On the board, we write the integers $1, 2, 3, \dots, 2019$. At each minute, we pick two numbers on the board $a$ and $b$, delete them, and write down the number $s(a + b)$ instead, where $s(n)$ denotes the sum of the digits of the integer $n$. Let $N$ be the last number on the board at the end. Is it possible to get $N = 19$? Is it possible to get $N = 15$?
Problem
Source: 2019 Pan-African Shortlist - C2
Tags: number theory, combinatorics, sum of digits
18.01.2021 04:59
a. We claim that the sum of the numbers on the board is invariant $\mod 9$. On any move, the sum of all the numbers on the board changes by $s(a+b)-a-b$, where $a$ and $b$ are the numbers involved.
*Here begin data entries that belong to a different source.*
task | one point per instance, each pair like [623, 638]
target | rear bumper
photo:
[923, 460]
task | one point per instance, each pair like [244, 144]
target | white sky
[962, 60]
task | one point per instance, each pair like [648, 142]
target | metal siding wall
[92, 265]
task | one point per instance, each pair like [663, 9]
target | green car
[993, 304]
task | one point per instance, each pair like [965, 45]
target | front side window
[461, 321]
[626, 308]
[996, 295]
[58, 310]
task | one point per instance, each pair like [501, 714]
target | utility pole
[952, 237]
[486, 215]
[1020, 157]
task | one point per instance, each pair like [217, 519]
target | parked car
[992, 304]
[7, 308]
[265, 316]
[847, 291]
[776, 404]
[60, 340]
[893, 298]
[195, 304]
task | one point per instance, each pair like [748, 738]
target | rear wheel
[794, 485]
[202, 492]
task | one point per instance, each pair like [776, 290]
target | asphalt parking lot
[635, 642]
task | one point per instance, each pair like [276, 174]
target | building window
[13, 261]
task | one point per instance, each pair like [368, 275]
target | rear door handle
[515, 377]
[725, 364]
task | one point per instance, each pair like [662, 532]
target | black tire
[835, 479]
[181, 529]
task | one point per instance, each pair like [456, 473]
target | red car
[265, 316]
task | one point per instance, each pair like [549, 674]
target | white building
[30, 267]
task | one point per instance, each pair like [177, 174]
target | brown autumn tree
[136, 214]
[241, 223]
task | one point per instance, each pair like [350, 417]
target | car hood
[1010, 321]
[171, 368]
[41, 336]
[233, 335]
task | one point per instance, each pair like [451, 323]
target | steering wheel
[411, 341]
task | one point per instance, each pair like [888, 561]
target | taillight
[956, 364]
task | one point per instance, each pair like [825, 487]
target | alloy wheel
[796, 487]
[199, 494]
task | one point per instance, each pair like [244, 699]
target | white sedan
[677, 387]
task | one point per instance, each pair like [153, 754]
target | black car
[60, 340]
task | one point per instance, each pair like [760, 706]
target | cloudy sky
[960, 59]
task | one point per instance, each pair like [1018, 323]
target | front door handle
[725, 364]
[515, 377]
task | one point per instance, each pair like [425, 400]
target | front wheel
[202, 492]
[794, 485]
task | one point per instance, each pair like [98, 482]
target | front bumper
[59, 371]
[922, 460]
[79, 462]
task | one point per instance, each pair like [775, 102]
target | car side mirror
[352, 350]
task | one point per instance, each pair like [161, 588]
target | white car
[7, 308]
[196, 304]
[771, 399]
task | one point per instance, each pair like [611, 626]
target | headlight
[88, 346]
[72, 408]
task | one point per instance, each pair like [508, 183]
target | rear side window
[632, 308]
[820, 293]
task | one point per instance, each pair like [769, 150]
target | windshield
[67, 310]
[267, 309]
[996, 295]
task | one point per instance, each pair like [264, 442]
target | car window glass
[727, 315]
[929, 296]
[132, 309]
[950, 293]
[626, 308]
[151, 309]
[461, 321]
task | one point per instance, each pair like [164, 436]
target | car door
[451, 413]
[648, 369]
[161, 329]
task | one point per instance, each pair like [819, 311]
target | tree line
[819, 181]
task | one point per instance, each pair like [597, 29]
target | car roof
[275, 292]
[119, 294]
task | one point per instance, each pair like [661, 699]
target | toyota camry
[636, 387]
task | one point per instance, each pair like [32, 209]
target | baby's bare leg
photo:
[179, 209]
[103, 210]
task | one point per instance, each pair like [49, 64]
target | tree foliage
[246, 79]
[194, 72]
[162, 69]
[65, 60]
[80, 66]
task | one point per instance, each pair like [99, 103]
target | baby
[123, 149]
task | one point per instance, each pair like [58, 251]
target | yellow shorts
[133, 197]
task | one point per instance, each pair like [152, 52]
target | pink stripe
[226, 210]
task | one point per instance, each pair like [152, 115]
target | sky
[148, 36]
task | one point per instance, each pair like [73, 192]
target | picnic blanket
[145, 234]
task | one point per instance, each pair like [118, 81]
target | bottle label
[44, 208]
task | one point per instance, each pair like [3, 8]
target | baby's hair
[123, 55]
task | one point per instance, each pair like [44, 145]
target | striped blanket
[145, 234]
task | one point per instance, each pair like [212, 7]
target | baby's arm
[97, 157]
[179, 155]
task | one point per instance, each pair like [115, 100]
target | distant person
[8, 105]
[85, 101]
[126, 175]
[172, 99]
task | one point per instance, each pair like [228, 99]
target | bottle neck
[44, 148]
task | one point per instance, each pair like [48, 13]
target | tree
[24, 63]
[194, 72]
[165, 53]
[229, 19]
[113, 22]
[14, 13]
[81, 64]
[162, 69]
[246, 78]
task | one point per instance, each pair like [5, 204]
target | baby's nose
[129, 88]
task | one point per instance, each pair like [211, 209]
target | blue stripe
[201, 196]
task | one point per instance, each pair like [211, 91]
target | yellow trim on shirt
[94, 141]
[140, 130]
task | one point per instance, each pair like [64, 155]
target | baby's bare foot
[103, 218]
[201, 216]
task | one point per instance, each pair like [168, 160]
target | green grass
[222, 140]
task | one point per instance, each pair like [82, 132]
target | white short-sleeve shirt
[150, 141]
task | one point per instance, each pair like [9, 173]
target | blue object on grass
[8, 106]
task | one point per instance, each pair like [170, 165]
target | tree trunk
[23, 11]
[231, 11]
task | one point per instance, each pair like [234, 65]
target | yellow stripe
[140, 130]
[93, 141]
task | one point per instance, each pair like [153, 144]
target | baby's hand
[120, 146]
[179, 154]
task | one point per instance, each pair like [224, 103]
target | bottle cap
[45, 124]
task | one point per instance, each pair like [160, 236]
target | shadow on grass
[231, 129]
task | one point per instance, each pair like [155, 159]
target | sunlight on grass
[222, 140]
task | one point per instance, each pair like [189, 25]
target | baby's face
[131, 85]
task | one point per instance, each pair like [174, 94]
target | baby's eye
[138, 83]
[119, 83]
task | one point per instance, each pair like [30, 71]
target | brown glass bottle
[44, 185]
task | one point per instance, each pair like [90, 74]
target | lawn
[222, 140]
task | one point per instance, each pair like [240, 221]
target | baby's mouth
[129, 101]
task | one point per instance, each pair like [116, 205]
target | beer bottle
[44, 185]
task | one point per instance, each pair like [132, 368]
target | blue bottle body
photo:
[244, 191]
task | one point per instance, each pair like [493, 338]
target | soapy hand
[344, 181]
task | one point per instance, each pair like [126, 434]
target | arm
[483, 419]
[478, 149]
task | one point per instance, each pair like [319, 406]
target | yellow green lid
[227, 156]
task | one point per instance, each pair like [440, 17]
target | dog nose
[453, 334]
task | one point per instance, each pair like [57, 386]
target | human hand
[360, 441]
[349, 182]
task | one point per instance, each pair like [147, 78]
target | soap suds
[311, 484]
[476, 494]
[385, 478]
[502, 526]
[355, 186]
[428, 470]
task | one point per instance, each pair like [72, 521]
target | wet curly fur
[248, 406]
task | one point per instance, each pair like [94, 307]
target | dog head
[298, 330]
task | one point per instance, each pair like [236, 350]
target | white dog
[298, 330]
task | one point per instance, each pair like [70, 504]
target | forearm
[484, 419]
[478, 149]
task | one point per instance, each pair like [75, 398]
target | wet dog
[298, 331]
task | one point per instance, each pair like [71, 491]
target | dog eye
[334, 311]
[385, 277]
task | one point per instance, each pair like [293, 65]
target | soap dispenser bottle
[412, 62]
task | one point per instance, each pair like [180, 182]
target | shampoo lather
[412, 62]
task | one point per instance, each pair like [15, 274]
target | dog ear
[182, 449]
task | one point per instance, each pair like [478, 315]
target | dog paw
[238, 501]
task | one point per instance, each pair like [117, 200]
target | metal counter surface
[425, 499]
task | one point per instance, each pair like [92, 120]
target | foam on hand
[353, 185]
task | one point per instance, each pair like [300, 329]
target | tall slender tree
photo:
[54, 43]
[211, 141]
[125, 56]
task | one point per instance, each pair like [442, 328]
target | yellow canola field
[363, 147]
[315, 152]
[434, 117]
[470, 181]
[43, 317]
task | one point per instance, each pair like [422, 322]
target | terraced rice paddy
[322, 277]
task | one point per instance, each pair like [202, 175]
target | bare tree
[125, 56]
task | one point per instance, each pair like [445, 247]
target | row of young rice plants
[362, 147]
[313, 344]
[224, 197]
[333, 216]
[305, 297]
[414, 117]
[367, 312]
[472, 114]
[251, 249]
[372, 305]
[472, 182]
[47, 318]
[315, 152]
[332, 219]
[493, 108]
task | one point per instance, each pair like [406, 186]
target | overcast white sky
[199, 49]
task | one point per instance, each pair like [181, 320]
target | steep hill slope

Since it is well known that the sum of the digits of any number is equal to the number $\mod 9$, the claim is proven. For $N=19$ to be possible, we need the sum of all numbers to be $1\pmod 9$. However, the sum of the numbers is actually $\frac{2019\cdot 2020}{2}=2019\cdot 1010\equiv 3\cdot 2=6 \pmod 9$, so it is impossible.
18.01.2021 05:17
b. We claim that it is possible. Combine the values $n$ and $2020-n$ for $1\le n \le 1009$ other than $n=9,60$. Then every combined value will be the sum of the digits of $2020$, which is $4$. The other values are $9,60,1010,1960,2011$. Then do $1010,1960,2011\rightarrow 1010, 20\rightarrow 4$. After this, we have $1008$ values of $4$, and one $9$ and one $60$. Only do operations that don't consist of the $9$ or the $60$ until there is only one number left other than these two. It is clear that doing this operation on two single-digit numbers must result in a single-digit number, so the final result must be a single digit. Because of the invariant, the sum of all numbers on the board must be $6\pmod 9$, and since the $9$ and the $60$ contribute $6\pmod 9$, the sum of the other numbers must be a multiple of $9$. However, since it must be a single-digit number, it must be either $0$ or $9$. Either way, combining this number with $9$ still gives $9$, and then combining the last two numbers $9,60$ gives us $15$, so it is possible.